Les Belges débarquent à Paris, rive droite, rive gauche

Des enseignes bien de chez nous à Paris. Et pas n'importe où. De Saint-Germain-des-Prés au quartier Saint-Honoré, la Belgian attitude séduit et s'impose.

(l'echo) Voici près de quinze ans, Pain Quotidien déclenchait une révolution dans la capitale française. En proposant aux Parisiens de tronquer leur sempiternelle baguette contre un généreux morceau de pain au levain, à déguster autour d'une table d'hôtes.

Aujourd'hui, c'est au tour d'Exki, la sandwicherie haut de gamme, de tenter de séduire les palais des Français. La chaîne débarque le 29 août prochain au boulevard des Italiens (2e arrondissement). Et le 16 du même mois, la marque de prêt-à-porter Chine Collection s'installe en grande pompe, rue de Castiglione.

Un pur hasard? Non.Le mois dernier, l'ensemblier-décorateur Flamant ouvrait une nouvelle boutique de 700 m², rue Saint-Honoré (8e). Flamant réalise 80% de son chiffre d'affaires - 39 millions d'euros en 2005 - à l'export. Dont 30% en France, en bonne partie à Paris.

Non loin d'Hermès, Gucci, Furla, «les pas de porte sont jusqu'à 10 fois plus chers qu'à Bruxelles mais par contre les loyers sont nettement plus abordables», renseigne Catherine Léonard, porte-parole de la marque. «Nous sommes maintenant présents rive droite et rive gauche», annonce-t-elle fièrement.

Le point de vente du 6e arrondissement (1.000m², à Saint-Germain) offre, en plus de l'assortiment Flamant, un restaurant et un fleuriste. Un concept store que l'entreprise voulait tester à Paris avant de le décliner à Hambourg, Bruxelles et Anvers. Jusque-là n'existaient que des boutiques classiques dans le périmètre du décorateur.

«La métropole est une carte de visite. Pour le monde entier. C'est là que nous avons noué les contacts commerciaux pour ouvrir au Japon ,avec un partenaire, et à Dubaï», justifie la responsable.

Un avis partagé par le chocolatier Marcolini, installé rue de Seine (6e): «Paris est une étape obligée pour valider un concept international et nous les Belges profitons d'un courant extrêmement positif», a-t-il déclaré. L'artisan belge songe maintenant à ouvrir une adresse rive droite.
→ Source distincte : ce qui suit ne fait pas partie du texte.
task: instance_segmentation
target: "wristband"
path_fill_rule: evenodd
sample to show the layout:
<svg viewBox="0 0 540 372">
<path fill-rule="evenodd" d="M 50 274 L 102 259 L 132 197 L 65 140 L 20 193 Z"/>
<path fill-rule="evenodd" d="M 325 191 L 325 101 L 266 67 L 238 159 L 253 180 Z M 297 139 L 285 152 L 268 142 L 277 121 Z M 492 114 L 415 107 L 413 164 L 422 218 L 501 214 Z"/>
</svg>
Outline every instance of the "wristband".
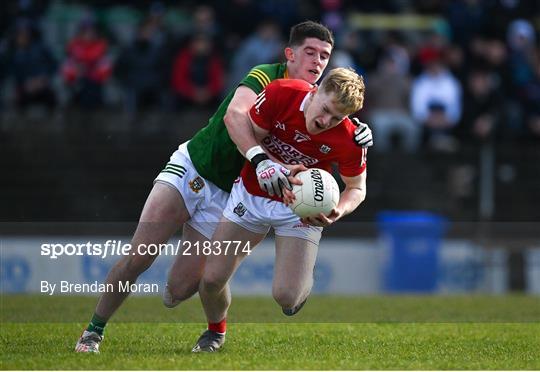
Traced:
<svg viewBox="0 0 540 372">
<path fill-rule="evenodd" d="M 257 169 L 257 165 L 263 160 L 270 159 L 261 146 L 253 146 L 246 151 L 246 158 L 249 160 L 253 168 Z"/>
<path fill-rule="evenodd" d="M 253 165 L 253 168 L 257 169 L 257 165 L 259 165 L 259 163 L 261 161 L 264 161 L 264 160 L 267 160 L 267 159 L 270 159 L 268 157 L 268 155 L 266 154 L 257 154 L 255 155 L 254 157 L 251 158 L 251 165 Z"/>
<path fill-rule="evenodd" d="M 253 157 L 258 154 L 266 154 L 261 146 L 253 146 L 246 151 L 246 159 L 249 161 L 253 160 Z"/>
</svg>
Marie's Corner, le fabricant de canapés stylés, a démarré avec un coin de vente de 25m ² au Bon Marché. Présente deux fois par an au Salon professionnel Maison & Objet, la marque a bénéficié d'une couverture presse importante dans l'Hexagone. En 2003, elle a triplé sa surface de vente dans son grand magasin parisien. Et le chiffre d'affaires a suivi. «En 2005,notre chiffre d'affaires à l'espace Bon Marché était de 150.000 euros. Sur les cinq premiers mois de 2006, les ventes atteignent déjà 130.000 euros», illustre Noëlle Tombeur, export manager chez Marie's Corner.

«Nous sommes présents dans dix points de vente mais avons aussi démarché les bureaux d'études car en France, on a moins l'habitude des boutiques de décoration. On a ainsi obtenu des projets résidentiels mais aussi hôteliers», ajoute-t-elle.

Ce qui plaît aux Français? «Le bon mélange. Cette capacité de mixer des styles en une combinaison qui tient ensemble. Et le talent, en toute discrétion», reprend Catherine Léonard, chez Flamant.

«Sur un chantier, un Belge vous offre un bonjour souriant quand un Français vous tire la gueule», estime quant à lui l'architecte belge Olivier Lempereur.

Parti pour un stage chez Andrée Putman, il y a quinze ans, le «p'tit Belge» a fait son chemin. Un pied dans chacune des deux capitales, il travaille aujourd'hui pour des grands noms français, le joaillier Cartier ou le parfumeur Frédéric Malle , et belges, comme Marcolini et sa boutique du Sablon. «Paris vous offre une chance quand on commence de zéro. C'est un très grand marché. N'étant pas de Bruxelles et sans relations, j'aurais mis beaucoup plus de temps pour y arriver en Belgique», juge-t-il.

«Ce qui est très apprécié chez nous, c'est la convivialité et le professionnalisme», ajoute-t-il pour résumer la «Belgian attitude», tant prisée par nos voisins.